Des fuites massives de méthane qui doivent être évitées

Crédit photo: Flickr Creative Commons – Ken Doerr

Le réchauffement du climat que nous subissons est dû à l’accumulation dans l’atmosphère de gaz qui entravent la fuite vers l’espace de la chaleur que nous recevons du soleil. Le dioxyde de carbone (CO2) est le principal contributeur à l’effet de serre additionnel dû à l’action de l’homme, suivi par le méthane. Le méthane est un puissant gaz à effet de serre. Bien que sa concentration en volume dans l’atmosphère soit plus de 200 fois plus faible que celle du CO2, sa contribution au réchauffement observé depuis le début de l’ère industrielle atteint les 2/3 de celle du CO2. Le méthane est particulièrement nocif pour le climat à court terme : son temps de vie dans l’atmosphère avant qu’il soit oxydé en CO2 est d’une douzaine d’années. Ainsi, son pouvoir réchauffant de l’atmosphère est ≈30 fois plus élevé que celui de la même masse de CO2 lorsque l’on considère l’impact sur une période de 100 ans ; mais, à plus court terme, si l’on considère une période de 20 ans, ce pouvoir réchauffant du méthane n’est plus 30 fois mais 90 fois celui du CO2. Face à l’urgence climatique, il est donc très important de réduire considérablement dès aujourd’hui les émissions des divers gaz à effet de serre, et particulièrement ceux qui ont une action forte à court terme comme le méthane.

Qu’en est-il des émissions de méthane ? Les observations par satellite des dernières années[1] ont permis la mise en évidence d’émissions de méthane non répertoriées jusqu’alors dans les inventaires des pays concernés. Ces émissions sont liées à l’exploitation du gaz naturel (qui n’est autre que du méthane) et du pétrole. Le satellite effectue ses mesures sur l’ensemble du globe à l’exception des zones qui, du fait des conditions atmosphériques locales, ne sont pas observables avec une précision suffisante : Arctique, zone tropicale, bassin permien au Texas, sites off-shore.

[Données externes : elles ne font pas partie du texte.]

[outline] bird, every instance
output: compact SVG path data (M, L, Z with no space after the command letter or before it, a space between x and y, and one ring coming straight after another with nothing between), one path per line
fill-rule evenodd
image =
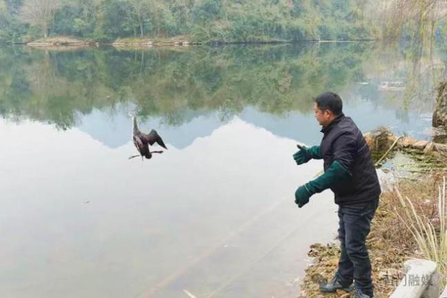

En 2 ans, on a dénombré plus de 1 800 émissions très intenses dépassant chacune 150 tonnes de méthane par heure. Le total des émissions de ces super-émetteurs s’élève à environ 8 millions de tonnes annuellement. Leur impact est comparable à celui de 20 millions de véhicules pendant une année entière, ou encore celui de l’ensemble des gaz à effet de serre émis en plus de 15 ans par l’Australie ou par les Pays-Bas. Ces émissions massives de méthane proviennent soit de fuites, soit d’opérations d’entretien des installations et des gazoducs (il s'agit dans ce cas de rejets volontaires. Ils représentent la majorité du total). On sait comment récupérer le gaz ainsi perdu : cela n’occasionnerait pas de frais importants et serait très utile dans la lutte contre le réchauffement climatique. Si la commercialisation du gaz récupéré s’avérait non rentable, il conviendrait de le brûler dans des torchères au lieu de le laisser s’échapper dans l’atmosphère, le CO2 produit dans la combustion ayant un pouvoir réchauffant bien inférieur à celui du méthane comme on l’a vu ci-dessus.

Agir pour le climat ne semble malheureusement pas actuellement une préoccupation de nombreux pays producteurs d’hydrocarbures malgré leurs beaux discours.